5. Pair Programming for Complex Work

When to use:

  • High-complexity features

  • Architectural changes

  • Refactoring work

Impact: Reduces cycles on complex work through upfront alignment

6. Architecture Documentation

Provide:

  • Documented architectural patterns

  • Design decision records (ADRs)

  • Onboarding materials for new engineers

Impact: Reduces "wrong approach" feedback cycles

Related Metrics

View these metrics together for complete understanding:

Metric

Why Compare

What It Tells You

PR Cycle Time

Overall speed

High cycles + high cycle time = major bottleneck

Review Response Time

Reviewer speed

Separates review speed from review quality

PR Diff Size

PR scope

Larger PRs naturally have more cycles

PR Approval Rate

First-time approval

Inverse metric: higher approval = lower cycles

Velocity

Shipping speed

High cycles but high velocity = acceptable tradeoff

Reworking Time

Time spent on revisions

Complements cycle count with time context

Quick Reference Checklist

When analyzing PR Review Cycles, ask yourself:

  •  What's our current average? Trending up or down?

  •  How do we compare to similar teams (percentile)?

  •  Are there specific individuals/teams with outlier numbers?

  •  Are high cycles driven by PR complexity or review challenges?

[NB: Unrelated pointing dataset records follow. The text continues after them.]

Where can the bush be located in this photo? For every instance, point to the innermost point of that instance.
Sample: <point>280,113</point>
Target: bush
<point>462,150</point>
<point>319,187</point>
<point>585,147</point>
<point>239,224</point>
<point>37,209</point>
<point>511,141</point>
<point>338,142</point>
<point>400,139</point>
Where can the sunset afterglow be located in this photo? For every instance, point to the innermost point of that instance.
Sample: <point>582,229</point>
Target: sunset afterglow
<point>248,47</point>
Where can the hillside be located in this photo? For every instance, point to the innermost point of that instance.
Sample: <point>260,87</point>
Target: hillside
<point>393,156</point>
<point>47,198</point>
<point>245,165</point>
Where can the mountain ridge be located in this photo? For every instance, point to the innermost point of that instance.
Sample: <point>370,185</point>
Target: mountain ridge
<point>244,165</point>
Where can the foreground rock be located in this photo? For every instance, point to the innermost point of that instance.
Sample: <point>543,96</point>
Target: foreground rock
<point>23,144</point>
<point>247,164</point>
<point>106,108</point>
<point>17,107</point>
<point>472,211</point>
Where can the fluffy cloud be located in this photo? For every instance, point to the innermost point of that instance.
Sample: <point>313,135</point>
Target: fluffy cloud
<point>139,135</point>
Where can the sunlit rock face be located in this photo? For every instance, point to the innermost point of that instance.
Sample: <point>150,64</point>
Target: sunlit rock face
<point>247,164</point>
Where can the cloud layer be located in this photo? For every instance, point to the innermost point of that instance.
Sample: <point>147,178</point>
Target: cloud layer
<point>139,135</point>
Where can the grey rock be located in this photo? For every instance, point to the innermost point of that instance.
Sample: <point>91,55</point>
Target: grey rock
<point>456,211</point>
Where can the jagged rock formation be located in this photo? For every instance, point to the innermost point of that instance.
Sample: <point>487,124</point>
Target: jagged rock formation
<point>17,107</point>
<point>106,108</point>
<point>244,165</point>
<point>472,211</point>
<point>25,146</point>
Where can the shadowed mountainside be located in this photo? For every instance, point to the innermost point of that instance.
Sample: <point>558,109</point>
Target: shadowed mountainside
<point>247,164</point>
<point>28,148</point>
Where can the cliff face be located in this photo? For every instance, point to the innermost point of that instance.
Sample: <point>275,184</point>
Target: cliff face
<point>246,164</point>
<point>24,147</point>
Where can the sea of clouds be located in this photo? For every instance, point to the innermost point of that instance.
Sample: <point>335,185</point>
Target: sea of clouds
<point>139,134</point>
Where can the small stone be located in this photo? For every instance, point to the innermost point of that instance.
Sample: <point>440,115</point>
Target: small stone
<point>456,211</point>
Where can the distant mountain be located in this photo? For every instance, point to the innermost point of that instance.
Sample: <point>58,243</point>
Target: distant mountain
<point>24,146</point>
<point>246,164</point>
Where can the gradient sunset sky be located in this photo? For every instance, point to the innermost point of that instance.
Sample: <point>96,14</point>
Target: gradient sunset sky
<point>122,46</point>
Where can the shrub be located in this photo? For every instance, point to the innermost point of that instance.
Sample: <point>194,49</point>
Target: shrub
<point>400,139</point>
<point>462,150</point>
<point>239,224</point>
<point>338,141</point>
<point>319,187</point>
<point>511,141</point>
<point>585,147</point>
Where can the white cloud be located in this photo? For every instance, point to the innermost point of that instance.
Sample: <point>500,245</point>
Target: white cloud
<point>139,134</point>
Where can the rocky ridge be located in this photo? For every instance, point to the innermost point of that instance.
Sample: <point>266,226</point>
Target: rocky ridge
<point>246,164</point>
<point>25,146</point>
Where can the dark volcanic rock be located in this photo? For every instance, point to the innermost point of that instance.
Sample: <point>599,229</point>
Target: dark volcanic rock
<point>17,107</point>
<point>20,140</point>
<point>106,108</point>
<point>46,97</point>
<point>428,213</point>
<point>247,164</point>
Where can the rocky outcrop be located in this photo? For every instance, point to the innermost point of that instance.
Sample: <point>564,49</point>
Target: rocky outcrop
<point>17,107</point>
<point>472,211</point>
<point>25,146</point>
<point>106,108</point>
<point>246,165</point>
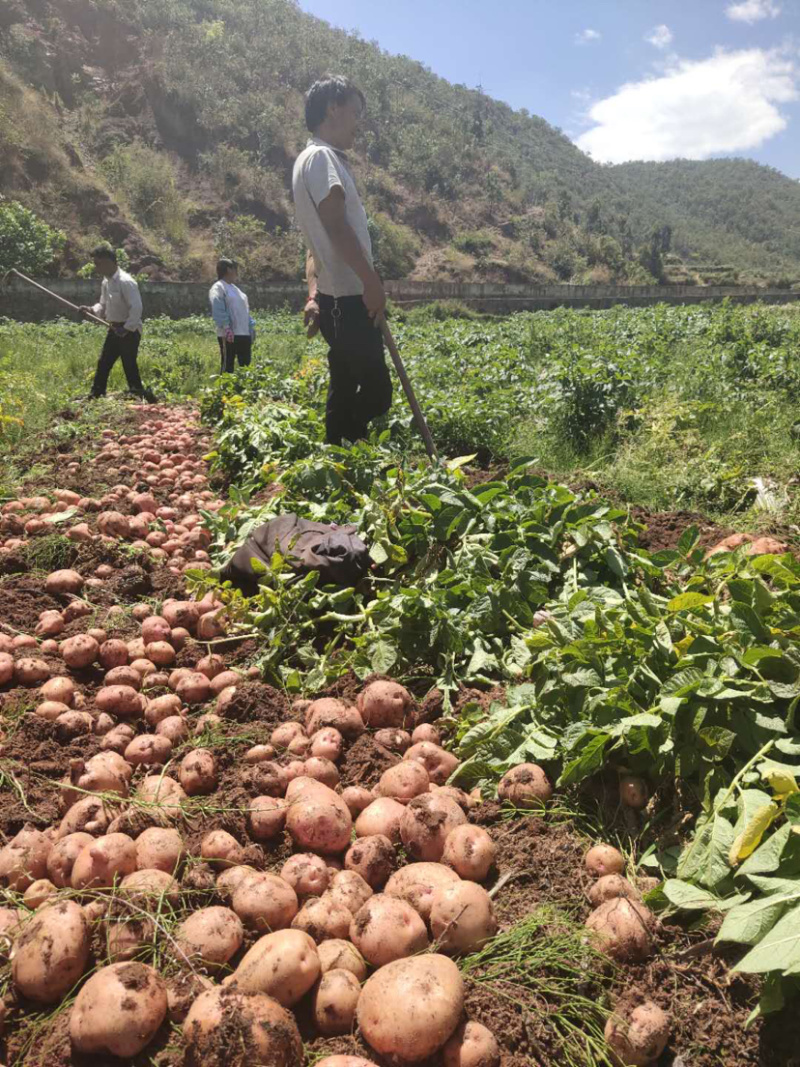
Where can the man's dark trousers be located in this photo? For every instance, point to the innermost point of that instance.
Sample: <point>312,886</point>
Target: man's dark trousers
<point>125,348</point>
<point>240,349</point>
<point>361,387</point>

  •  What changed recently (new people, processes)?

  •  Are we improving over time?

  •  Should we implement smaller PRs or better descriptions?

  •  How does this connect to overall cycle time and delivery goals?

Summary

The PR Review Cycles report provides visibility into the efficiency of your code review process. Use it to identify friction points, measure improvement initiatives, and maintain healthy engineering practices. Remember: the goal isn't to minimize all review cycles (some iteration is healthy), but to optimize for efficient, high-quality reviews that support fast, reliable delivery.

Healthy Target: 1.5 - 2.5 cycles average for most engineering teams.